Apple rubbery wood virus, also known as apple rubodvirus is a viral disease that causes apple rubbery wood in apple and pear cultivars. There are two varieties: ARWV 1 and ARWV 2. It gets its name from its distinctive effect that it has on its host trees, which show unusual flexibility in the stems and branches after a few years of infection. This often results in the maturing fruits of the tree to weigh down the branches such that they lay on the ground. Apple rubbery wood, or ARW, occurs worldwide, affecting apple and pear cultivars in most developed countries.

Taxonomy
Originally, ARW was assumed to be caused by phytoplasmas, but it could not be confirmed through multiple tests.
In 2019, it was suggested that both ARW 1 and 2 are given their own new genus, "Rubodvirus" (Rubbery wood virus), the name coming from Rub- in "Rubbery", and -od in "wood".

Symptoms
Limbs of the host tree become abnormally flexible, becoming unable to stay upright in most cases. Tree growth is stunted, and new stems and limbs are unable to grow, are distorted, or are rosetted. The limbs of affected trees are distinctly "flat", caused by atrophy of the vascular tissue. On some trees, like Quince, bark necrosis and discolored leaves can occur.

Impact
ARW rarely occurs by itself, and instead often occurs along with multiple other diseases, such as powdery mildew and scabbing. Its biggest effect in losses is through fruit yield, which can be reduced by 10–30%, though it isn't of much economic significance in countries where it is extant. It is transmitted from tree to tree through grafting of infected limbs.

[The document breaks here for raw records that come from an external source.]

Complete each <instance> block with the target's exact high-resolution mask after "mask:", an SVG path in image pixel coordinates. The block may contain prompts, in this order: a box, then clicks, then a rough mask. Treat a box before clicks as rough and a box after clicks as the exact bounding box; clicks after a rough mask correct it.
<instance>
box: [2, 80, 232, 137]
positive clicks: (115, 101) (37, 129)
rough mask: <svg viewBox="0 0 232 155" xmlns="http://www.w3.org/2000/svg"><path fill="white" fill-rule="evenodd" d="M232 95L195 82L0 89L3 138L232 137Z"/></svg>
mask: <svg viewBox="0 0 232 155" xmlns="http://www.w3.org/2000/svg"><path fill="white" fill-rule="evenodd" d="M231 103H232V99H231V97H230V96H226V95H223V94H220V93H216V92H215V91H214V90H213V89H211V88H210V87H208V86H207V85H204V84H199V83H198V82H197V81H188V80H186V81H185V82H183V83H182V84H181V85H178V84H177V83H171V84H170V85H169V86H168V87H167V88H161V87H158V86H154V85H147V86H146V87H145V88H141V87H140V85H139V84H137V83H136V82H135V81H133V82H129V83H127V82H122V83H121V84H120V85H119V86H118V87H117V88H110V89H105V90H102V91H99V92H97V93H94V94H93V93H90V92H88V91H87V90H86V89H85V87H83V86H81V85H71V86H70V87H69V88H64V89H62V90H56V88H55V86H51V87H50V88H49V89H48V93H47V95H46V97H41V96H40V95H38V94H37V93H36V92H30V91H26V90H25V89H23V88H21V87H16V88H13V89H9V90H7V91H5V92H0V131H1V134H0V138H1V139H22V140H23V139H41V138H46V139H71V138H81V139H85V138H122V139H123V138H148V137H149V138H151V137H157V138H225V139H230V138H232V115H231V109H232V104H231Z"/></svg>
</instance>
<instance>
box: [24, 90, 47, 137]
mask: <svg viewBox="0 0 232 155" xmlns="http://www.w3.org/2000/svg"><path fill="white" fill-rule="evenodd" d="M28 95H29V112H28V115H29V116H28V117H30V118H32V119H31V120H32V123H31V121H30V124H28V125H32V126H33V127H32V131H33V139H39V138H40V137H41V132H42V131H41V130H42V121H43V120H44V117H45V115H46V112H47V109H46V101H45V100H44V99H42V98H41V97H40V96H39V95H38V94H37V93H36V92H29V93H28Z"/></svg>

ARW is known to infect multiple cultivars, including:
 Cydonia oblonga (quince)
 Malus (ornamental species apple)
 Malus baccata (Siberian crab apple)
 Malus domestica (apple)
 Prunus avium (sweet cherry)
 Prunus cerasus (sour cherry)
 Pyrus communis (European pear)

Treatment
In Europe, heat treatment can be used to render trees disease-free. A period of 7 days of dry heat exposure (38°C) is effective on young, infected trees.